This Kid-Hauling Cycle Changed My Mind About Electric Bikes
Farewell, sweaty exhausting journeys. Hello, cruisin'!
Like many New Yorkers, and specifically New York City bicyclists, I have a deep-seated hatred of electric bikes. Not only do they seem to go against everything a bicycle stands for — that is, man’s ability to move through space by his own force — but they are zooming menaces whose riders rarely follow established bicyclist etiquette, let alone traffic laws.
But recently my opinion has changed. For the last three years, weather permitting, I pile my two kids onto the back of my decade-old Yuba Mundo when we have to go to school, or want to scope out a playground or even want to take a turn on the Deno’s Wonder Wheel in Coney Island. And, as I’ve gotten older and the kids bigger, I frequently find myself out of puff by the time we arrive. A few weekends ago, I tried to take the kids to dim sum in Manhattan’s Chinatown. By the time we made it, I was a quivering sweaty mess. What had started as a great adventure had turned into yet another instance of Dad being in a foul mood. It was time to revisit my bias.

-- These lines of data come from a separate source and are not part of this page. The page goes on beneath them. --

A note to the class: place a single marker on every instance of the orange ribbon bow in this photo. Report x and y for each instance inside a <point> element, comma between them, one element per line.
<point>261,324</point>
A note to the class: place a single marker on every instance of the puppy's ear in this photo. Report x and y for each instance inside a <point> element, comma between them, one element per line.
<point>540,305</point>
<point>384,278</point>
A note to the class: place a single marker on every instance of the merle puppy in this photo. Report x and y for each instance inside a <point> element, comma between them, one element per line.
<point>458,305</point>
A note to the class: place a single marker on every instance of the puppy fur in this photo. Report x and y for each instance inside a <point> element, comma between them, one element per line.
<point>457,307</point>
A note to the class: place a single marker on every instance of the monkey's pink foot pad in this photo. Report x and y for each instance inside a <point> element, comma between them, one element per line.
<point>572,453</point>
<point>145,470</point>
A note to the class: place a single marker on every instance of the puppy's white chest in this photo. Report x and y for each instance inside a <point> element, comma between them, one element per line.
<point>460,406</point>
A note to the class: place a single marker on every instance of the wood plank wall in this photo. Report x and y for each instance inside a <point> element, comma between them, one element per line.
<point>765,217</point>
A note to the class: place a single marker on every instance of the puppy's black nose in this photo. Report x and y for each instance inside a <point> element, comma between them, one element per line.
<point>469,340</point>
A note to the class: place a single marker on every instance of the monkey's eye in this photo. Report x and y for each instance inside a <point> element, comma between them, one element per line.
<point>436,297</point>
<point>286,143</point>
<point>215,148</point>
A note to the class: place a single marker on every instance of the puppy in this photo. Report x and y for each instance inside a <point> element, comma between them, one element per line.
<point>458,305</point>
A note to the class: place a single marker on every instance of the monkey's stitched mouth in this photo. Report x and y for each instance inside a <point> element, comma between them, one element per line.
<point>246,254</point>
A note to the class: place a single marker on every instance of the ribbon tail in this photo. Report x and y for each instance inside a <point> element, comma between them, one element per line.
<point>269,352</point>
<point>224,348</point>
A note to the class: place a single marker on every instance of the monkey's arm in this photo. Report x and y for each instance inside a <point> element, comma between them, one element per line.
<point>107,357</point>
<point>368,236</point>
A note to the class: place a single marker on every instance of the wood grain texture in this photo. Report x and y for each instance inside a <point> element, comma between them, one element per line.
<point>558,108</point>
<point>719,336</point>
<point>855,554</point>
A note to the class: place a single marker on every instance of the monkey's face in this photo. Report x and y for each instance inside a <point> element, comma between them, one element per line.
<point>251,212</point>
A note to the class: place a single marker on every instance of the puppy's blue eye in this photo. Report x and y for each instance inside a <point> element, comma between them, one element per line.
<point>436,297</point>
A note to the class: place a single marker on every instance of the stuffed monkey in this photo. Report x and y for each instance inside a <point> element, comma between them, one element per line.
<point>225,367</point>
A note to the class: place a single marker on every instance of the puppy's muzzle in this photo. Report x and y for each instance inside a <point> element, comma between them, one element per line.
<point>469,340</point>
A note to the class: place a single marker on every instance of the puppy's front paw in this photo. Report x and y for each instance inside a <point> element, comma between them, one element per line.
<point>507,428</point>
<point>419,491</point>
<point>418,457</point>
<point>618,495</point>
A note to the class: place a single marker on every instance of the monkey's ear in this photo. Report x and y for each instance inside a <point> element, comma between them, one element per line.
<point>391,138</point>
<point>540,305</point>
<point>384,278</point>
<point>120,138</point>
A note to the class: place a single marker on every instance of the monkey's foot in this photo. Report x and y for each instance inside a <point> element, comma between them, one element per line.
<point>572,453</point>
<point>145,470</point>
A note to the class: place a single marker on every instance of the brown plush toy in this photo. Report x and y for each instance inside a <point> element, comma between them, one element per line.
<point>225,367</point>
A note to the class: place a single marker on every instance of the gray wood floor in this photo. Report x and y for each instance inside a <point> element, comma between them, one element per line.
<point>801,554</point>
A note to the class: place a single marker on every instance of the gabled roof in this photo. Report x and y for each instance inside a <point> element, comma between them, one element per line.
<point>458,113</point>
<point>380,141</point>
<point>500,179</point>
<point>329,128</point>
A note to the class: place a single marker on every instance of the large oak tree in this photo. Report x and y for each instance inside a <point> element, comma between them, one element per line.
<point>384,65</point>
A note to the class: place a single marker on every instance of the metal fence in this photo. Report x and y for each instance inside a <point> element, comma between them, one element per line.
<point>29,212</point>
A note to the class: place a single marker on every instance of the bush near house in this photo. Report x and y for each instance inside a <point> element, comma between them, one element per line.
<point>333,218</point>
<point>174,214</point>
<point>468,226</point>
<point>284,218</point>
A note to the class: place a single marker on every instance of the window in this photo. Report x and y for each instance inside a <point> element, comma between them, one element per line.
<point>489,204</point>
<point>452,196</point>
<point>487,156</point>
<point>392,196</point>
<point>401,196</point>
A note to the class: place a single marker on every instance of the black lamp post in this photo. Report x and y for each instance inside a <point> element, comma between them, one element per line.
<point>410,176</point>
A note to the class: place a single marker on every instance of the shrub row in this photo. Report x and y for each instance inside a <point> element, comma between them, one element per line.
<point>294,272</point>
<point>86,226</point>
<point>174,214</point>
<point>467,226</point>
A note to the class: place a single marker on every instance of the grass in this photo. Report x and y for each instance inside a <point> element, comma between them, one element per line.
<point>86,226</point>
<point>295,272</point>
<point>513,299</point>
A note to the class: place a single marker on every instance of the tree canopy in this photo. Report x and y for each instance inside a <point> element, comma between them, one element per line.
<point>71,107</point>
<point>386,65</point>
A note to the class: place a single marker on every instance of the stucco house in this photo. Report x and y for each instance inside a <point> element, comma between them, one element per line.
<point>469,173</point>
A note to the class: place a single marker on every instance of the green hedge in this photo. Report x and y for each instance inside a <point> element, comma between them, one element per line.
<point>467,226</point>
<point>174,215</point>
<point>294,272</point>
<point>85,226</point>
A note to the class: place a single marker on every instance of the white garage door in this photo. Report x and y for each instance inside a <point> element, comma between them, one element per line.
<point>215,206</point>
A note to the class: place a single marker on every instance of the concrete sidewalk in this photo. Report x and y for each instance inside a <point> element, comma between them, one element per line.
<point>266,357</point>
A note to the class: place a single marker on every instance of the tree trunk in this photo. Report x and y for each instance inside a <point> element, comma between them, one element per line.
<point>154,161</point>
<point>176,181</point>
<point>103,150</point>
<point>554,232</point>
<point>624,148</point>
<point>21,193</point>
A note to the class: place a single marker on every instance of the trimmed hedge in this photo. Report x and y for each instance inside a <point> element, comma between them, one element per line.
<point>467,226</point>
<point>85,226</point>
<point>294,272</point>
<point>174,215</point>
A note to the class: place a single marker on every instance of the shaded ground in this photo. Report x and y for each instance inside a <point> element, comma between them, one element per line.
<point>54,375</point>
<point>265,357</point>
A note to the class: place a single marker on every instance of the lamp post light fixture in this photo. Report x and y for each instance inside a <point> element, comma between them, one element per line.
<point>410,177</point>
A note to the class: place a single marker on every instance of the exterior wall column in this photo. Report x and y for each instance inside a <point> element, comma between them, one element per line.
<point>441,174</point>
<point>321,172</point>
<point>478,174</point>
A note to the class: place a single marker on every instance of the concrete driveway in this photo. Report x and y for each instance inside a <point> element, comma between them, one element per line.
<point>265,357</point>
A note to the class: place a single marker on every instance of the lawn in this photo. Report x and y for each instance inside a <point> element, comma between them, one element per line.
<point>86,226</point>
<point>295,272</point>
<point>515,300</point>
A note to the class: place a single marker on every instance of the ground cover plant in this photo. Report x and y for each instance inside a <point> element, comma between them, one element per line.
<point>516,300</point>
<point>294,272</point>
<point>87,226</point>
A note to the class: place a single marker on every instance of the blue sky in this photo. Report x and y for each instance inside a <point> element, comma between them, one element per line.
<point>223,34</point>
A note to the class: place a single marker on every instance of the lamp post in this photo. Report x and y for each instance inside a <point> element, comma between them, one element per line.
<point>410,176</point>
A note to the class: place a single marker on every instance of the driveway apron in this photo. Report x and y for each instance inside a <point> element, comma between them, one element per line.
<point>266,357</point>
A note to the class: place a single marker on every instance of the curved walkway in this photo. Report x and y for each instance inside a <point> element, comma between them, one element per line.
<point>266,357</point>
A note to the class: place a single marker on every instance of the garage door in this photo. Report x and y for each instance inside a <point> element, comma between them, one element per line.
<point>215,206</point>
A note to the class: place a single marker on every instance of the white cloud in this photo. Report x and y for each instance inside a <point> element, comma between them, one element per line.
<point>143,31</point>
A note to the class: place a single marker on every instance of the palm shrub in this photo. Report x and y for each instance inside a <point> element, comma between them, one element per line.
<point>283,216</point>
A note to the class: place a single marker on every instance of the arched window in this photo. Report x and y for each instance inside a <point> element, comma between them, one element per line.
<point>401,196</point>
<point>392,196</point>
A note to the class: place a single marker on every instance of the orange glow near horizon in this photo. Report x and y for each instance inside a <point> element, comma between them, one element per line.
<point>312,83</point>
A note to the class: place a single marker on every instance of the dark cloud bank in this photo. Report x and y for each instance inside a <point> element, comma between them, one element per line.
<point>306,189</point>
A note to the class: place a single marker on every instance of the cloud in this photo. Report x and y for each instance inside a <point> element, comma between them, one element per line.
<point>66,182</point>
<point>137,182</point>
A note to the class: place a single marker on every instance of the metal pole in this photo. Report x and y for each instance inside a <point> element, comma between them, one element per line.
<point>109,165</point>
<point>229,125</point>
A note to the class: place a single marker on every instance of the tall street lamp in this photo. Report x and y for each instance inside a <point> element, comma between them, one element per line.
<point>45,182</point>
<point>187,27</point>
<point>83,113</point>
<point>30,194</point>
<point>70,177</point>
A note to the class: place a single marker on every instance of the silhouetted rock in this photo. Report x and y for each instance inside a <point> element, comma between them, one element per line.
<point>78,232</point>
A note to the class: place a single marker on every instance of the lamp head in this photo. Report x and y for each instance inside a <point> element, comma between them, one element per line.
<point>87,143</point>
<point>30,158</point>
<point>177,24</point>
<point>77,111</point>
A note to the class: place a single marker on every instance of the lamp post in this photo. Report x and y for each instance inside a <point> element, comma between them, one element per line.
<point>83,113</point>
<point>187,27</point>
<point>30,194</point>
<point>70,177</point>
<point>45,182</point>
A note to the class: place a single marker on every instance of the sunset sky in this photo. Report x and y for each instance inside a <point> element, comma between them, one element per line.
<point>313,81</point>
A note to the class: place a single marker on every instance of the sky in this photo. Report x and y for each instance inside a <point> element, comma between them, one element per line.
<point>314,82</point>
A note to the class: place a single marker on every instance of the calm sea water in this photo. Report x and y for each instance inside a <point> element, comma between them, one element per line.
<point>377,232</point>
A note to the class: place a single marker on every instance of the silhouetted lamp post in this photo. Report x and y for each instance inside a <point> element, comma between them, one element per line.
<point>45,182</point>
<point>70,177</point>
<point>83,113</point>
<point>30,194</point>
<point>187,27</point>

The reevaluation couldn’t have come at a better time. This month, Yuba introduced its Electric Boda Boda, a slightly more compact model frame than the Yuba Mundo but one still capable of carrying two little guys on the back. (The Mundo is 6’9″ to the Boda Boda’s 6’1″). The Boda Boda frame isn’t new but its electrical componentry is. This version comes with a sleek e6000 Shimano Steps electric kit, which nestles onto the frame like a lamprey eel does a shark. It’s both fetching and repulsive to me. The first time I saw it I was both turned on and abashed, like when you realize you’ve gotten yourself into a compromising situation at a company trivia night. It’s thrilling but also cheating.
Would I become a cheater? As soon as I clambered onto the bike, plopping my kids on the back, my questions were answered. Yes, I could go for this. Unlike a lot of the delivery men e-bikes that really get my goat, the Boda Boda is pedal-assist, meaning it’s not as if the motor just does your work for you. It just allows you to be a better, more powerful version, of you. There are three levels of assistance: Eco, Normal and High, which correspond to 70-, 140- and 230-percent assistance.
For our inaugural Boda Boda trip, I decided to take the kids to Coney Island. Why? Because Coney Island is rad, only about five-and-a-half-miles from my house and I’d made the trip tens of times. Usually what happens is we’re all happy when we get on the bike. Somewhere around Avenue J, the kids begin to get antsy and fight with each other. This moment corresponds to exactly when I reach the moment when a fun bike ride turns into a tiring trek. And by the time we make it to Nathan’s, we’re all a sunburned, over-heated, and irritable, a family shitshow on wheels. But, O, Boda Boda, how pleasant you made it.. How fast we zoomed down Ocean Parkway, wowing the Hasids and the Russians! [Answer: 15 miles an hour!]
Yet even as we zipped along, my legs still moved, just moved better, faster and with less resistance. And how jolly we were when we arrived to the boardwalk. The sweat had not cut rivulets through the sheen of sunscreen on our foreheads, burning our eyes and befouling the adventure. No, we were rather cool still. And only 22 minutes after we left my house, we were mounting Deno’s Wonder Wheel. Slowly we rose toward the sky until at the apex, high above all my biases and prejudices and misconceptions, Iooked down and saw the sea and the sand and there on the boardwalk, locked to a post, my electric Boda Boda shimmering in the sun.